I have a small side project I’ve been tinkering with over the past few years: a chess tournament management application. It’s been nice as a sort of open-ended exploration sandbox for all sorts of different things, like learning Phoenix, and getting to implement the rules of chess.
The core of the application involves tournament matchmaking. I’ve added support for various tournament formats over the years, but I started with the most common chess format: swiss. The application for matchmaking in Swiss tournaments can be understood best as a form of a maximum-weighted matching problem. The players form a graph (often bipartite, but not necessarily!), and we use the state of the tournament to determine the weight of the edges between them. Internally, the application assigns weights based on rules from the USCF rulebook.
For a very long time, the application used a very-slightly modified version of Joris van Rantwijk’s implementation. Elixir makes it pretty easy to shell out calls to other languages and get the results back, and I just used this. The algorithm itself is quite complicated and I always had trouble reading and deeply comprehending it. Joris has a great writeup of how it works.
I had tried a couple of times to port the algorithm directly from Python to Elixir. I tried by hand and wasn’t able to make much progress. I also tried using LLMs to help with this transformation, but I had never been able to make much headway.
However, with the release of Opus 4.5 and Opus 4.6, I decided to give it another go. I asked Claude to read and build a spec and implementation plan to move things over, and it pretty much just worked. This was the first time an LLM was able to really tackle this problem in a serious way.
So for this, I wanted to go a bit further into the verification and validation. The algorithm is very complicated with many moving pieces. I had a lot of trouble deeply understanding it. So I put together this visualization with Claude.
Working with Claude on this was interesting. It can produce visual and written artifacts very quickly, but the comprehensibility of those artifacts is wildly hit-or-miss. Working from the original spec documents and the writeup had steered Claude into a spot where the words produced assumed a pretty deep familiarity with linear programming and some algorithm-specific jargon. Given that the goal was to produce something somewhat comprehensible, this didn’t really work out. I was trying to thread a needle here: existing explanatory resources I had found (like from wolfram or TUM in munich) operated at either too high or too low of a level; I wanted something that was a lot more explicit, but still approachable. For the top-level algorithmic explanation, I had to throw away basically everything it wrote. After a lot of turns, though, I got something I was pretty happy with:

This visualization is backed by a Phoenix LiveView that uses the actual implementation that runs in the application with some additional observability attached. This allows for a lot of control over what data is visualized, including specific details about internals of the algorithm:

Because it’s built directly into the application, one other nice thing is the visualization also serves as a nice debugging tool: I added some code to deserialize graphs out of the URL state, which lets me walk through how the pairing works for basically any tournament:

I’m not going to talk too much about the rise of Anthropic’s flagship model for generating code as there is a ton of pre-existing writing about its capabilities. For me, if you can gain this level of coding capability, the main interesting question is around what do you do with the time that you have gained? I think that using “agentic LLMs” (something like Claude code) are a bit of a manic technology: they produce lines that often compile and work very quickly! So what to do about this?

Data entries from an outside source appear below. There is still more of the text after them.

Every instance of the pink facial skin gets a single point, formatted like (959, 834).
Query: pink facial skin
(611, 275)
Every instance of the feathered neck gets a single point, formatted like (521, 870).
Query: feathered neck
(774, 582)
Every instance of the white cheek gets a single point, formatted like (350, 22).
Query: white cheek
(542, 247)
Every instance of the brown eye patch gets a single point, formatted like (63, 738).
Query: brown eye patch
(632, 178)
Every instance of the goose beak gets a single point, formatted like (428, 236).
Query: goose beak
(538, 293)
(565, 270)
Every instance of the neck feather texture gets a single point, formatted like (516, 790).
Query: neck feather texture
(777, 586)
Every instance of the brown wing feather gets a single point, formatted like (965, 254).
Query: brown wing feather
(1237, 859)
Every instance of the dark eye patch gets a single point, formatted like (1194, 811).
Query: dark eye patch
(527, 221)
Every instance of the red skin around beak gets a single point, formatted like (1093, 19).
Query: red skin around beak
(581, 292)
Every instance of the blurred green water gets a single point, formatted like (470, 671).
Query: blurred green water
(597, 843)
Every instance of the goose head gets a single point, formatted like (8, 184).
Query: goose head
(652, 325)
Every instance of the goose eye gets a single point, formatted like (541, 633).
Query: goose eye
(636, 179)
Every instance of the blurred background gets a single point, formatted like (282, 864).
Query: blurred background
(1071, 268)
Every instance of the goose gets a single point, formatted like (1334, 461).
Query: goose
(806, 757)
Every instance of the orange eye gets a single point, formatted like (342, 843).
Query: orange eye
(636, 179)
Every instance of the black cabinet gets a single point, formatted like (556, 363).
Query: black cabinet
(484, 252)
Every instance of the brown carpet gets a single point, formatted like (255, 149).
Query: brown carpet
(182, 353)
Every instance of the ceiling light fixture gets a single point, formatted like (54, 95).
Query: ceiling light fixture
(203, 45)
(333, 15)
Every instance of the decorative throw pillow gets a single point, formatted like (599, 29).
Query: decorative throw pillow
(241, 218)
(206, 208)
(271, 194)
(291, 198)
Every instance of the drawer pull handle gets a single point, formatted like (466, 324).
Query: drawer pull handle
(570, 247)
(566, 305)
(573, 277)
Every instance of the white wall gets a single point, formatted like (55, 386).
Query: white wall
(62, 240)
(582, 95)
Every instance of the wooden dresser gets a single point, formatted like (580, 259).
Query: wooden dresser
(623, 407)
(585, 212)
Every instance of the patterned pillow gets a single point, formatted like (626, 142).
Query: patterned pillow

I see basically two paths: spend tokens to make things quickly (aka slop), or spend tokens on deep verification and learning.
A lot has been written about building novel systems without really having an understanding about how they work, and whether or not that’s actually a good thing. Perhaps you can build giant towers of abstraction, but that isn’t necessarily required from the tools. I think that instead going in this direction of using the capability for improving what existings or learning more deeply is much more interesting. Of course, in a personal project it’s much easier to take this time; I am more incentivized to build these sorts of tools for learning and understanding: the process of building out the visualization did help me more deeply understand the algorithm.
Working at the edge of my own understanding with LLMs is also quite strange; it’s easier to pilot Claude through familiar domains and problems. Looking at its output is helpful but because those problems have a familiar shape it’s more akin to working with a colleague. In this scenario, though, I knew that the output was correct (one of the original implementation details was building out a big validation suite that tested tens of thousands of graphs against the reference implementation) but didn’t really know why. The process of building this visual artifact helped me to understand why in a way that I don’t think would have been possible previously.